Do you think it would be reasonable to more directly support mocking callbacks now that we have codegen? We could feasibly turn Future<String> Function(String)
into a full mock class with a method that could be torn off, without asking the user to write the abstract class around it too.
A few points to consider:
- How would we name them? Maybe we'd need to configure them in a map keyed by a name?

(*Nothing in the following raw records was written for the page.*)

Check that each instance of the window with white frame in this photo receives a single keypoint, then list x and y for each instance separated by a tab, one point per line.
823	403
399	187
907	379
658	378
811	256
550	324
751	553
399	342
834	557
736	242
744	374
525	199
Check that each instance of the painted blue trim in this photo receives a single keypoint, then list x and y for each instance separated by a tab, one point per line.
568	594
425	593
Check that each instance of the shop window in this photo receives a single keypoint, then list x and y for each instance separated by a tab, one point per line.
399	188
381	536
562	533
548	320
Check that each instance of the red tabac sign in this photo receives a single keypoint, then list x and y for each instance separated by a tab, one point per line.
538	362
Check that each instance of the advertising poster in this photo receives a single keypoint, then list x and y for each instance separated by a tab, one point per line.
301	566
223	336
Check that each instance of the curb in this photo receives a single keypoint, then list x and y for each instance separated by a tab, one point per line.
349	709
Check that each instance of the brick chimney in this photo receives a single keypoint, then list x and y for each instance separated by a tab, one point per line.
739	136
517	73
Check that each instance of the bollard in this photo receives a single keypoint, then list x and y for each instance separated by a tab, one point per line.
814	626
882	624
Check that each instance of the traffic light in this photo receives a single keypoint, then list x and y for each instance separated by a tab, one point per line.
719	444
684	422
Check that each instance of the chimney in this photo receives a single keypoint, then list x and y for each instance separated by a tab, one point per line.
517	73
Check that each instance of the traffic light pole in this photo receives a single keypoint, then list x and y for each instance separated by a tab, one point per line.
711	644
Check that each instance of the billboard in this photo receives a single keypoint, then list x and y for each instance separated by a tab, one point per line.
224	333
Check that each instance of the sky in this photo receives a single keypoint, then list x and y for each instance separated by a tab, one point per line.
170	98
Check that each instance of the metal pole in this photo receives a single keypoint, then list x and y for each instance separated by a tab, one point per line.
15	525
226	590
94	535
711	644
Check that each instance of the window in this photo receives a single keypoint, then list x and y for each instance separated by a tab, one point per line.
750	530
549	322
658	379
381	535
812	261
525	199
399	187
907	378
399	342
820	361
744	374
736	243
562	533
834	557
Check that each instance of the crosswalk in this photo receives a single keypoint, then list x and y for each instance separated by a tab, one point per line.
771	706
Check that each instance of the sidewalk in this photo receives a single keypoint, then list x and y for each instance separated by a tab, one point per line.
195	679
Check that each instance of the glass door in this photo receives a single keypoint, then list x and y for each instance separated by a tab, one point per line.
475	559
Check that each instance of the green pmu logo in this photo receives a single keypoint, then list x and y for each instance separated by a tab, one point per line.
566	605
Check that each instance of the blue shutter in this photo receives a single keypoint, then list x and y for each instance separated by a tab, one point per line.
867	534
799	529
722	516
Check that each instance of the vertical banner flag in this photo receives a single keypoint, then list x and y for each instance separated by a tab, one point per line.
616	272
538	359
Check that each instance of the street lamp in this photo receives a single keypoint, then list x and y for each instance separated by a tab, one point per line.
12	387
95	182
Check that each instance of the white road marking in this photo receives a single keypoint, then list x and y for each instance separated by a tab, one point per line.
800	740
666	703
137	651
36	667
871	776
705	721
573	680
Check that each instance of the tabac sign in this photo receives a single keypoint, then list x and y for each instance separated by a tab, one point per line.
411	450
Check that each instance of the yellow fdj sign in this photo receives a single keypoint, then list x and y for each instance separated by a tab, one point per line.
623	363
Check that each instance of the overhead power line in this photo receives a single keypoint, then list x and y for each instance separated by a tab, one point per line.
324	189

{'postRequest': Future<String> Function(String)}
- How would we surface them? We don't necessarily need to expose the fact that they are tearoffs of a regular
Mock
Future<String> Function(String) mockPostRequest() => _MockPostRequest().call;
This is a very cool idea. Something like MockSpec<Future<String> Function(String)>(as: #mockPostRequest)
.
About this point, I have a slightly different problem that I don't know how to solve myself:
// application/repository/todo.dart
import 'package:flutter/foundation.dart';
import 'package:port_domain/networking.dart';
import 'package:todo/domain/todo.dart';
class TodoRepository {
final RestClient _client;
final String _baseUrl;
List<Todo> todos = [];
TodoRepository(this._client, this._baseUrl);
Future<void> fetchFromRemote() async {
Response groupRes = await _client.get(
_baseUrl + 'api/todos',
parser: (data) => compute(Todo.fromJsonList, data as List),
);
if (groupRes is Success) {
todos.clear();
todos.addAll(groupRes.result);
}
}
}
import 'package:flutter_test/flutter_test.dart';
import 'package:mockito/annotations.dart';
import 'package:mockito/mockito.dart';
import 'package:port_domain/networking.dart';
import 'package:todo/application/repository/todo.dart';
@GenerateMocks([RestClient])
import 'repository_todo_test.mocks.dart';
void main() {
late RestClient client;
late TodoRepository repository;
setUp(() {
client = MockRestClient();
repository = TodoRepository(client, '');
});
group('TodoRepository', () {
test('should have entities available after a successful fetch', () async {
var todoList = [const Todo(id: 1)];
when(
client.get(
'api/todos',
parser: any, // <-- This fails because any isn't supported
),
).thenAnswer((_) async => Success<List<Todo>>(todoList));
await repository.fetchFromRemote();
expect(repository.todos, equals(todoList));
});
});
}
Can someone point me out to a way to test it? The problem here is that the Repository creates a closure that should be identified by mockito as the same function.
@neokree You have to use anyNamed('parser')
here. That's a limitation of Mockito implementation.
Regarding adding support for mocking functions: definitely doable with codegen, but not sure it's a high priority for us. Will be happy to review changes.